School of Computer Engineering, Jiangsu University of Technology, Jiangsu, Changzhou 213001, China.
Comput Intell Neurosci. 2021 Dec 28;2021:3569632. doi: 10.1155/2021/3569632. eCollection 2021.
Feature selection is the key step in the analysis of high-dimensional small sample data. The core of feature selection is to analyse and quantify the correlation between features and class labels and the redundancy between features. However, most of the existing feature selection algorithms only consider the classification contribution of individual features and ignore the influence of interfeature redundancy and correlation. Therefore, this paper proposes a feature selection algorithm for nonlinear dynamic conditional relevance (NDCRFS) through the study and analysis of the existing feature selection algorithm ideas and method. Firstly, redundancy and relevance between features and between features and class labels are discriminated by mutual information, conditional mutual information, and interactive mutual information. Secondly, the selected features and candidate features are dynamically weighted utilizing information gain factors. Finally, to evaluate the performance of this feature selection algorithm, NDCRFS was validated against 6 other feature selection algorithms on three classifiers, using 12 different data sets, for variability and classification metrics between the different algorithms. The experimental results show that the NDCRFS method can improve the quality of the feature subsets and obtain better classification results.
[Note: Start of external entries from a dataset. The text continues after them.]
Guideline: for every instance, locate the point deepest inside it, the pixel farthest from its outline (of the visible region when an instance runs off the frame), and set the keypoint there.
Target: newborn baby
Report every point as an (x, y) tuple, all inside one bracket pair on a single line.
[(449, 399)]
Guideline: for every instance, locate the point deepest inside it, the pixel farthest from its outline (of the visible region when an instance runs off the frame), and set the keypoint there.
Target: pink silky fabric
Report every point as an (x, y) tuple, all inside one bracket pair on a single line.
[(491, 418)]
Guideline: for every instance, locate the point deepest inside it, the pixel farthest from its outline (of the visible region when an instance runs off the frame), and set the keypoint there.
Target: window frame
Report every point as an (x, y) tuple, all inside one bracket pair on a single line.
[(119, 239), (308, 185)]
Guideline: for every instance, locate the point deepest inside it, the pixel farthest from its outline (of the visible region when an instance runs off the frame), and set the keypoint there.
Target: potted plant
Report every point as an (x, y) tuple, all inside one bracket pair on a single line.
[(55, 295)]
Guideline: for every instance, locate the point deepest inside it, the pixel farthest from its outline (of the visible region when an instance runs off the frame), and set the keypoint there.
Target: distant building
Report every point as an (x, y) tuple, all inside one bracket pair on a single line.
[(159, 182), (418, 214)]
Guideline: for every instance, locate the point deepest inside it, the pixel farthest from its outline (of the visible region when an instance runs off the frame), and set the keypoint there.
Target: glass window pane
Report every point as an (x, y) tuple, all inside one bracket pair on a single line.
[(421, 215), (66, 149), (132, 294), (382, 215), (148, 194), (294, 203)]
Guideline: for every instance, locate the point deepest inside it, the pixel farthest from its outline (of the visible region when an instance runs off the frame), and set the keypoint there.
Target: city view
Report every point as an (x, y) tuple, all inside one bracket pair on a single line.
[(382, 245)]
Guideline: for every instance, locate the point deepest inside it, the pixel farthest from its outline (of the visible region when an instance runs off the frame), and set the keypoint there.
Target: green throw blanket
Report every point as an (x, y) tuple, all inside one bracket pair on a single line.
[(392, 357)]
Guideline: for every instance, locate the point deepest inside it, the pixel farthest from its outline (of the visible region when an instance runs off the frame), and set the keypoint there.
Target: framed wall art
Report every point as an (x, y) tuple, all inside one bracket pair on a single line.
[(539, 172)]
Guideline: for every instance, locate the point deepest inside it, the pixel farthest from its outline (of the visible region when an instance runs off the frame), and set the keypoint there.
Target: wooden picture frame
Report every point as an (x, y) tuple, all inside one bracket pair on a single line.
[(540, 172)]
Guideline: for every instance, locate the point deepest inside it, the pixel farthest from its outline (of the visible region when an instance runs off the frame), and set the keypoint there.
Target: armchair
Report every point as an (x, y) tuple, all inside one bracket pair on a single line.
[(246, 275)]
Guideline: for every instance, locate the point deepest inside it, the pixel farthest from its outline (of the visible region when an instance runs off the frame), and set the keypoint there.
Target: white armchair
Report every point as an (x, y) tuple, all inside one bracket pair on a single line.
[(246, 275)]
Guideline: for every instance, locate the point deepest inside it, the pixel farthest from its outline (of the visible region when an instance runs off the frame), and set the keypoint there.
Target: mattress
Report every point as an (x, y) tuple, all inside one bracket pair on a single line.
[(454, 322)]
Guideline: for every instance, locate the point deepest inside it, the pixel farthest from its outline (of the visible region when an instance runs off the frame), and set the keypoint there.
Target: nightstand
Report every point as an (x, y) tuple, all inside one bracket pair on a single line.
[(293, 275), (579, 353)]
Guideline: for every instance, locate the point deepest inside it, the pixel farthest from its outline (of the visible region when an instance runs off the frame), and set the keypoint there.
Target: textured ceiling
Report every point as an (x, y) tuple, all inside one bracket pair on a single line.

特征选择是高维小样本数据分析的关键步骤。特征选择的核心是分析和量化特征与类别标签之间的相关性以及特征之间的冗余性。然而,现有的大多数特征选择算法仅考虑单个特征的分类贡献,而忽略了特征间冗余和相关性的影响。因此,本文通过对现有特征选择算法思想和方法的研究和分析,提出了一种非线性动态条件相关特征选择算法(NDCRFS)。首先,通过互信息、条件互信息和交互互信息来区分特征之间以及特征与类别标签之间的冗余性和相关性。其次,利用信息增益因子对选定的特征和候选特征进行动态加权。最后,为了评估该特征选择算法的性能,在三个分类器上使用 12 个不同的数据集,针对不同算法之间的变异性和分类度量标准,将 NDCRFS 与其他 6 种特征选择算法进行了验证。实验结果表明,NDCRFS 方法可以提高特征子集的质量,并获得更好的分类结果。